Rourke is though, worthy of all the plaudits. He is accessing parts of his soul that few actors can. The volatility and self-destructive nature exhibiting constantly by Randy throughout must have chimed with Rourke himself. As much as anything, it proves him amongst the finest actors America has ever produced. He was always great during his hey day in works like Diner and Angel Heart, but this is quite different. He captures heart and soul both during his time as the entertainer and wrestler, and during the quiet moments with Wood and Tomei. He is gentle and sweet but destructive and hurtful. The exchange between he and Tomei when the two argue fiercely over what kind of connection they have is painful to witness but not once does it fall beyond the realm of being believable. It’s a performance which, through capturing those quiet intimacies and the grandstanding emotional weight, could and should win him an Oscar.
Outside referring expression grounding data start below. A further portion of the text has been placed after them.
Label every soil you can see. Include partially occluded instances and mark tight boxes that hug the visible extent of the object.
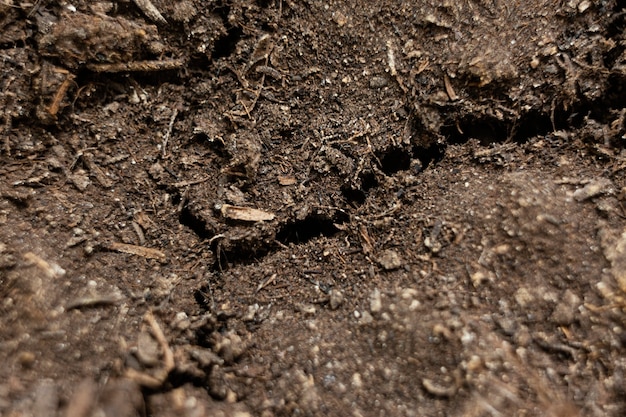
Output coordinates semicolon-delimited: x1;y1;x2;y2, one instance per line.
2;0;626;416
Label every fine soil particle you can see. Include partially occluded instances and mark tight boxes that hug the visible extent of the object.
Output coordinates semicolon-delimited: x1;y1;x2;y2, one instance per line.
2;0;626;416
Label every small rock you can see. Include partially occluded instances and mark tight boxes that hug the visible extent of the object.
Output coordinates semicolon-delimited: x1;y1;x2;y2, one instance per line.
243;304;260;321
424;236;442;253
369;76;388;88
369;288;382;314
172;312;190;330
31;380;58;417
18;351;36;368
495;316;518;336
297;371;320;413
377;249;403;270
329;289;343;310
578;0;591;13
70;170;90;191
214;331;246;364
600;227;626;292
296;303;316;315
66;379;98;417
514;287;534;308
573;178;613;201
471;269;493;287
136;327;160;367
190;348;224;368
359;311;373;325
97;379;144;417
551;290;581;325
208;366;227;400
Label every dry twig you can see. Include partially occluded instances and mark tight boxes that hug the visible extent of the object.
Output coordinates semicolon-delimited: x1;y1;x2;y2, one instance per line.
107;242;167;262
86;59;184;73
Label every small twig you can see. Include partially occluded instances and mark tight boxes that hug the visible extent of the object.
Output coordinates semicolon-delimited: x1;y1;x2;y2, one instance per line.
106;242;167;262
86;59;184;73
162;109;178;158
444;74;458;101
131;221;146;246
256;273;277;293
47;71;75;118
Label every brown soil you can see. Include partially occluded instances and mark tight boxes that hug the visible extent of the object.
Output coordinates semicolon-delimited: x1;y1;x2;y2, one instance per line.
2;0;626;416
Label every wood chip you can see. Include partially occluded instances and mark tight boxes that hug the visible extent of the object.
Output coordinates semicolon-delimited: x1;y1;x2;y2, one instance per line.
107;242;167;262
220;204;275;222
278;175;297;186
132;0;167;24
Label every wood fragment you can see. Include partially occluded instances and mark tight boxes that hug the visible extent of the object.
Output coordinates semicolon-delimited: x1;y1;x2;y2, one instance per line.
161;109;178;158
46;70;75;118
386;39;397;76
125;311;174;389
248;34;274;68
107;242;167;262
131;221;146;246
82;153;113;188
221;204;275;222
358;224;374;255
132;0;167;24
422;378;457;397
278;175;297;186
444;74;458;101
86;59;184;73
256;273;277;293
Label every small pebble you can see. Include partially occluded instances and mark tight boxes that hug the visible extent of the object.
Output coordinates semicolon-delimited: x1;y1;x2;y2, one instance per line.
551;290;581;325
514;287;534;308
369;76;388;88
573;178;613;201
369;288;382;314
377;249;403;270
329;289;344;310
18;351;36;368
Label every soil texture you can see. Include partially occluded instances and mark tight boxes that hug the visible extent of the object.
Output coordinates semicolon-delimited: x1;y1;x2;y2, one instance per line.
2;0;626;416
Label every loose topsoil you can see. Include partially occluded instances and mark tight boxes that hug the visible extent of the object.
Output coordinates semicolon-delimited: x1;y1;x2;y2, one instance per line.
2;0;626;416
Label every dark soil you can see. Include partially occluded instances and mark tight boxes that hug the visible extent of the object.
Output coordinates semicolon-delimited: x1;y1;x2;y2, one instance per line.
2;0;626;416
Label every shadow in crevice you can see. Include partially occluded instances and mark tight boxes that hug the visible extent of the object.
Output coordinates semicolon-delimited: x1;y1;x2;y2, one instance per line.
379;147;412;175
276;213;347;245
212;26;243;60
342;171;378;205
179;206;213;240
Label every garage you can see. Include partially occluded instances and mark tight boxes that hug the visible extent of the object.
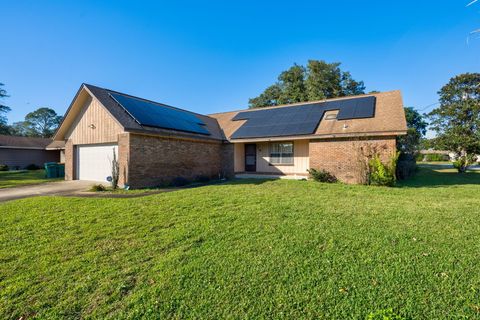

Aronofsky probably won’t win anything but he really should. This is toned down ten-fold from the hyper-frenetic editing of Requiem for a Dream or from the quasi-biblical imagery of The Fountain. He is pulls back his camera, allowing the audience to just witness the character rather than be placed within the protagonist’s mind. He allows the performance from Rourke to impress from the third person, never allowing it all to become too wrapped up in providing answers as to who is right or wrong in any of the situation, or enough information to prevent the ending’s enigmatic probing. The final shot of the film is indeed his finest achievement thus far. Building to it beautifully, the final ten minutes or so become completely transcendent, moving beyond basic filmmaking to find humanity beyond the tears you will almost certainly shed. Much also must go in praise to Maryse Alberti, well-known as a documentary cinematographer who here not only shows the wrestling bouts with visceral detail, but knows and understands how to present a character and place rather than create one. It’s cinematography that, like Aronofsky’s direction, is not showy enough to win Oscars but its just the kind of subtle understanding that they should concentrate on.

While the script may not live up to the whole piece, the film remains borderline perfect for me. I would suggest that while the dialogue is somewhat corny and the narrative itself clichéd, the beats of the story work very well in creating a nice structure to the film. Nothing happens which seems out of place or overly-convoluted. Add to this the best performance from a leading actor this side of the millennium, a sterling supporting turn from Tomei, gorgeous and brutal photography from Maryse Alberti and understated direction from Aronofsky, I think you have one of the year’s most satisfying movie experiences.